Class TextAnalyzerProperties

java.lang.Object
com.arangodb.entity.arangosearch.analyzer.TextAnalyzerProperties

public final class TextAnalyzerProperties extends Object
Author:
Michele Rastelli
  • Constructor Details

    • TextAnalyzerProperties

      public TextAnalyzerProperties()
  • Method Details

    • getLocale

      public String getLocale()
      Returns:
      a locale in the format `language[_COUNTRY][.encoding][@variant]` (square brackets denote optional parts), e.g. `de.utf-8` or `en_US.utf-8`. Only UTF-8 encoding is meaningful in ArangoDB.
      See Also:
    • setLocale

      public void setLocale(String locale)
    • isAccent

      public boolean isAccent()
      Returns:
      true to preserve accented characters (default) false to convert accented characters to their base characters
    • setAccent

      public void setAccent(boolean accent)
    • getAnalyzerCase

      public SearchAnalyzerCase getAnalyzerCase()
    • setAnalyzerCase

      public void setAnalyzerCase(SearchAnalyzerCase analyzerCase)
      Parameters:
      analyzerCase - defaults to SearchAnalyzerCase.lower
    • isStemming

      public boolean isStemming()
      Returns:
      true to apply stemming on returned words (default) false to leave the tokenized words as-is
    • setStemming

      public void setStemming(boolean stemming)
    • getEdgeNgram

      public EdgeNgram getEdgeNgram()
      Returns:
      if present, then edge n-grams are generated for each token (word). That is, the start of the n-gram is anchored to the beginning of the token, whereas the ngram Analyzer would produce all possible substrings from a single input token (within the defined length restrictions). Edge n-grams can be used to cover word-based auto-completion queries with an index, for which you should set the following other options: - accent: false - case: SearchAnalyzerCase.lower - stemming: false
    • setEdgeNgram

      public void setEdgeNgram(EdgeNgram edgeNgram)
    • getStopwords

      public List<String> getStopwords()
      Returns:
      an array of strings with words to omit from result. Default: load words from stopwordsPath. To disable stop-word filtering provide an empty array []. If both stopwords and stopwordsPath are provided then both word sources are combined.
    • setStopwords

      public void setStopwords(List<String> stopwords)
    • getStopwordsPath

      public String getStopwordsPath()
      Returns:
      path with a language sub-directory (e.g. en for a locale en_US.utf-8) containing files with words to omit. Each word has to be on a separate line. Everything after the first whitespace character on a line will be ignored and can be used for comments. The files can be named arbitrarily and have any file extension (or none).

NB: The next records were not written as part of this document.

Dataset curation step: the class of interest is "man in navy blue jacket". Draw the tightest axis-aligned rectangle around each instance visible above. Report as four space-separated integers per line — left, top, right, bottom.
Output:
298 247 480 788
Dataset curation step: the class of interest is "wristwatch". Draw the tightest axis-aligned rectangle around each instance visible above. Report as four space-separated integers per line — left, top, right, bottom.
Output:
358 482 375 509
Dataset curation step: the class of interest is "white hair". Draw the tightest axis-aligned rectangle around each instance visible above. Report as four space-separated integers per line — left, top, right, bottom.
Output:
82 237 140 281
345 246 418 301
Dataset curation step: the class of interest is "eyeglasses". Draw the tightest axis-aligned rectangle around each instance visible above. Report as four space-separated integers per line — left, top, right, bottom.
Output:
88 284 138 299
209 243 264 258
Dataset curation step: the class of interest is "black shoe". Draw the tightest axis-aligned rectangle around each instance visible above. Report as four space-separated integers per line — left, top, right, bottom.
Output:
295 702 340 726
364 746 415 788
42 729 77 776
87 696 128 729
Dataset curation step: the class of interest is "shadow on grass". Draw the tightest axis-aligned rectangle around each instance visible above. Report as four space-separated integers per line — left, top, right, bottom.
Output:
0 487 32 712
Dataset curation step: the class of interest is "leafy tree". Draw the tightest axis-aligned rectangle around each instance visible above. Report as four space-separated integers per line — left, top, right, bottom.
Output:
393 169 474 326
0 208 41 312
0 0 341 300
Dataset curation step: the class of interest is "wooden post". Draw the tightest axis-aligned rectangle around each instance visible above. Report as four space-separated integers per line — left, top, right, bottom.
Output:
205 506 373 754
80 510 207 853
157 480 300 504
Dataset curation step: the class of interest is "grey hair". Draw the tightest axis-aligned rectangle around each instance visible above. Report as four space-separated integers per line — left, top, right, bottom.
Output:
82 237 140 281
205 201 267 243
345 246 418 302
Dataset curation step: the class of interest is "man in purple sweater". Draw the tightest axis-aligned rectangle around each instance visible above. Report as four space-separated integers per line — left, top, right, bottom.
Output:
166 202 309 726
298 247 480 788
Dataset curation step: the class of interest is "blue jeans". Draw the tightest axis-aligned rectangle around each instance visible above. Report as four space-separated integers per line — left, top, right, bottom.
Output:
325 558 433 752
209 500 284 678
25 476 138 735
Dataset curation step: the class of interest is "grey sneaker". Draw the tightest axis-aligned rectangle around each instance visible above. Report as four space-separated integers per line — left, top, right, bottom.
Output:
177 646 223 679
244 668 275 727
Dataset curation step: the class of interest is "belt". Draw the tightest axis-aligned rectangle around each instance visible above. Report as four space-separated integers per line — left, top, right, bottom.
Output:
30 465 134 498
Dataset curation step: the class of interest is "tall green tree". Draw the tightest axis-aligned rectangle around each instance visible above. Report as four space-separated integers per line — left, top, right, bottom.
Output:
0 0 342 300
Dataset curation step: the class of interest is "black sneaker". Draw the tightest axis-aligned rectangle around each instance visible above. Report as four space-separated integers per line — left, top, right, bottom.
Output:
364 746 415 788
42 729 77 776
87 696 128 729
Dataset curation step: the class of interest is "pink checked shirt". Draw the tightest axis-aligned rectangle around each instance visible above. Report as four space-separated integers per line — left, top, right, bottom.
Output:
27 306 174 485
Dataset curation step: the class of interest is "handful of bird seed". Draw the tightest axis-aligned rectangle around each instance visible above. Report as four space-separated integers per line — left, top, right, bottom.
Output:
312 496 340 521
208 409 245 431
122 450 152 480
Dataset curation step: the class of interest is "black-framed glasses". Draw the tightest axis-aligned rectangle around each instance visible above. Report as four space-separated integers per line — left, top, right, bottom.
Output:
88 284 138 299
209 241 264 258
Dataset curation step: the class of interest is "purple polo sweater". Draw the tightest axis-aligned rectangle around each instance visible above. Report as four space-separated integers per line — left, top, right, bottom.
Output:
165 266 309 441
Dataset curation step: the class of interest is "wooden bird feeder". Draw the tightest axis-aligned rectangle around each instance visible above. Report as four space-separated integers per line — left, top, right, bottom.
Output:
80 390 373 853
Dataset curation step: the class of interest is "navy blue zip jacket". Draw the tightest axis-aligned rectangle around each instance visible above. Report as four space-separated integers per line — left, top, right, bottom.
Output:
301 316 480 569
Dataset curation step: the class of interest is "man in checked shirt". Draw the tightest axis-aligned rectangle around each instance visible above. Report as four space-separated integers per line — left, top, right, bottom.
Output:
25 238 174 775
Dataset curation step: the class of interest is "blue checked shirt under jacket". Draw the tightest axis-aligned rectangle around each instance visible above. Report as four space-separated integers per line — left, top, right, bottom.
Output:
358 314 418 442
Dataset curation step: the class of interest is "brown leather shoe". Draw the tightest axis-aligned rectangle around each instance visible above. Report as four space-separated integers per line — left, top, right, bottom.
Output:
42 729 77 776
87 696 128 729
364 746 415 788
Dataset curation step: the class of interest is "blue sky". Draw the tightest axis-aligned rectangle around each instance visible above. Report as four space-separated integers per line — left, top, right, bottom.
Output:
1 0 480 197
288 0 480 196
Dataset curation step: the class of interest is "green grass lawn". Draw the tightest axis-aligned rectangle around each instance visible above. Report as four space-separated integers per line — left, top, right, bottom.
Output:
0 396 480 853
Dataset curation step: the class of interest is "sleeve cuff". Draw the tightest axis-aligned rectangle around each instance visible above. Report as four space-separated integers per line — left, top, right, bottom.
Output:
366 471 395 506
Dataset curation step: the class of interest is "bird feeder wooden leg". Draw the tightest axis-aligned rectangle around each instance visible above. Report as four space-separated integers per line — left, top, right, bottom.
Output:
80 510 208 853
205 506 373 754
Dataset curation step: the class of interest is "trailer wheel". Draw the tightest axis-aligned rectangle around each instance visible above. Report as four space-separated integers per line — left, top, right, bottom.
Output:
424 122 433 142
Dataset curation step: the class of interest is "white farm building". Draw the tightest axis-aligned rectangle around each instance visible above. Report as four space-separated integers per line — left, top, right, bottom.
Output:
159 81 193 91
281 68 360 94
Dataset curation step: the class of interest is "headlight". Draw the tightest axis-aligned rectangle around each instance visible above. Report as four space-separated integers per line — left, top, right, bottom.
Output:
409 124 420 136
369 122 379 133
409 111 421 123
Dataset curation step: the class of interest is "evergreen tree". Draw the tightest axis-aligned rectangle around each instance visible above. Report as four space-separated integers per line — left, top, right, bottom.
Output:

      Default: if no path is provided then the value of the environment variable IRESEARCH_TEXT_STOPWORD_PATH is used to determine the path, or if it is undefined then the current working directory is assumed. If the stopwords attribute is provided then no stop-words are loaded from files, unless an explicit stopwordsPath is also provided.

      Note that if the stopwordsPath can not be accessed, is missing language sub-directories or has no files for a language required by an Analyzer, then the creation of a new Analyzer is refused. If such an issue is discovered for an existing Analyzer during startup then the server will abort with a fatal error.

    • setStopwordsPath

      public void setStopwordsPath(String stopwordsPath)
    • equals

      public boolean equals(Object o)
      Overrides:
      equals in class Object
    • hashCode

      public int hashCode()
      Overrides:
      hashCode in class Object